Mustafa al-Hawsawi

Torture Survivor Facing Unfair Treatment

Mustafa al-Hawsawi was captured in Pakistan by Pakistani agents in March 2003 and was transferred to the custody of the United States He was held in secret CIA black sites until September 2006, when he was transferred to Guantánamo Bay and U.S. officials finally acknowledged his imprisonment.

Mr. al-Hawsawi faces the death penalty before a military commissions system that violates international fair trial standards, that fails to protect his human rights, and that frustrates the truth seeking process by impeding transparency and denying accountability for torture. He is alleged to have acted as a financier of the September 11, 2001 attacks in the United States. However, the Senate Torture Report disclosed an internal CIA cable which the chief of interrogations sent to CIA headquarters wherein he expressed reservations regarding Mr. al-Hawsawi’s alleged role and involvement. This CIA chief interrogator observed that “he does not appear to the [redacted] to be a person that is a financial mastermind.” Yet, Mr. al-Hawsawi faces the possibility of the death sentence imposed through an unjust system and procured via an unfair trial.
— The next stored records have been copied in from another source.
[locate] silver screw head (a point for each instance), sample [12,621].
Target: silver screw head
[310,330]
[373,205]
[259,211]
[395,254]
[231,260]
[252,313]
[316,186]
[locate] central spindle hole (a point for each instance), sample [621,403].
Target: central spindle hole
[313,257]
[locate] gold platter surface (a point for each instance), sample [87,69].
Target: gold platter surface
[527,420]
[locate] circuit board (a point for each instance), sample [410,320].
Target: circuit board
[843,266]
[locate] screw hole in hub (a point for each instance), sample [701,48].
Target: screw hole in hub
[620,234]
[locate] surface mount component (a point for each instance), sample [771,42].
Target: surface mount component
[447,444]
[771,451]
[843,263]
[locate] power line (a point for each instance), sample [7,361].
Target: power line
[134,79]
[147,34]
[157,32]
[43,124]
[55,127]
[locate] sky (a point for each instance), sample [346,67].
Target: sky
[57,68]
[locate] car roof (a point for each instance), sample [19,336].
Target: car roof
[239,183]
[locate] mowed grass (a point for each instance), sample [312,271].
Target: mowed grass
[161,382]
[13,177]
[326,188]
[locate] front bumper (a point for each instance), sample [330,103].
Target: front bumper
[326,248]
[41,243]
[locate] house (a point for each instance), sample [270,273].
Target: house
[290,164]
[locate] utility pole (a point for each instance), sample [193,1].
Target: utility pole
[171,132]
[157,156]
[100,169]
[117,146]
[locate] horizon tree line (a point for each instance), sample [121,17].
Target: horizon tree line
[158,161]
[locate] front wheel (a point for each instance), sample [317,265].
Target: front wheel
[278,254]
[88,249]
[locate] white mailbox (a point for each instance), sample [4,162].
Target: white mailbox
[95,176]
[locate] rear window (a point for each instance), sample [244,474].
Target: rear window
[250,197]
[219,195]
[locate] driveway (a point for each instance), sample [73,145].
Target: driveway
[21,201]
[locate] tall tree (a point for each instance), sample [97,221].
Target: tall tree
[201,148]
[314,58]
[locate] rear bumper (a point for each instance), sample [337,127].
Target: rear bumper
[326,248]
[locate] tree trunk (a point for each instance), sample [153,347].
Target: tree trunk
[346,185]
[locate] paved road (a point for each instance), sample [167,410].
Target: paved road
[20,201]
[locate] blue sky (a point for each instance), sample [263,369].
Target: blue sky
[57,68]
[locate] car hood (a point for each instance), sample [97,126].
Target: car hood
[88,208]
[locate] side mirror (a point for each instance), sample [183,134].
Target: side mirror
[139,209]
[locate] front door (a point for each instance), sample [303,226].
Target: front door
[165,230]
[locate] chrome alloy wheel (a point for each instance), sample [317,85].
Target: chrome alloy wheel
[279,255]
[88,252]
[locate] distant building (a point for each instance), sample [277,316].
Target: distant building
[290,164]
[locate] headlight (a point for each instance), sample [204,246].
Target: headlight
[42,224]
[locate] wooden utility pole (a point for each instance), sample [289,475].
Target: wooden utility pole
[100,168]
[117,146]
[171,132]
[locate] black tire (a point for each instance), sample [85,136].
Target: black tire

NGOs Redress and the Human Rights Monitoring Institute (HRMI) submitted a complaint calling for an investigation into allegations that Mr. al-Hawsawi was illegally transferred to and secretly detained and tortured in Lithuania as part of the CIA-led program. Redress and HRMI asked a Lithuanian prosecutor to conduct an effective investigation into the suspected criminal offenses committed in Lithuania against Mr. al-Hawsawi. The organizations requested the Lithuanian Prosecutor General to secure evidence, seek clarification from Mr. al-Hawsawi (via the U.S.), seek urgent preservation and disclosure of all relevant evidence, and identify all officials involved in the alleged violations with a view to ensuring they are prosecuted if, and as appropriate.

The Senate Torture Report summary, provides a glimpse of Mr. al-Hawsawi’s suffering and torture at the hands of the CIA. According to that summary report, CIA prisoners were subjected to excessive force during rectal examinations that were used for behavioral control. Mr. al Hawsawi was later diagnosed with a symptomatic collapsed rectum, “chronic hemorrhoids,” and anal fissures. The report also chronicles how, in addition to being sodomized, he was subjected to “cold water dousing” in a manner that may have been “indistinguishable” from the torture technique known as “waterboarding.”

Mr. al Hawsawi has languished in solitary confinement at Guantánamo since 2006. Mr. al Hawsawi has yet to receive adequate treatment for his injuries. The military authorities responsible for his care have failed to remedy Mr. al-Hawsawi’s chronic and severe medical conditions which include: a torn rectum that requires manual re-insertion of his rectal tissue after bowel movements; blood in his urine that could be indicative of a cancerous condition that has not been ruled out; severe and chronic headaches (cervicogenic disease), back and neck pain — all brought on by the abuse he suffered at the hands of the CIA. The military authorities imprisoning him have an ethical conflict between following military orders and exercising independent judgment regarding medical care; they persist in withholding medical information and refuse to discuss Mr. al Hawsawi’s condition.

AIUSA has been unable to obtain personal stories from Mr. al-Hawsawi, because his experiences and mental impressions are considered classified. Mr. al Hawsawi is an avid reader and occupies his time in prison keeping up with current events around the world.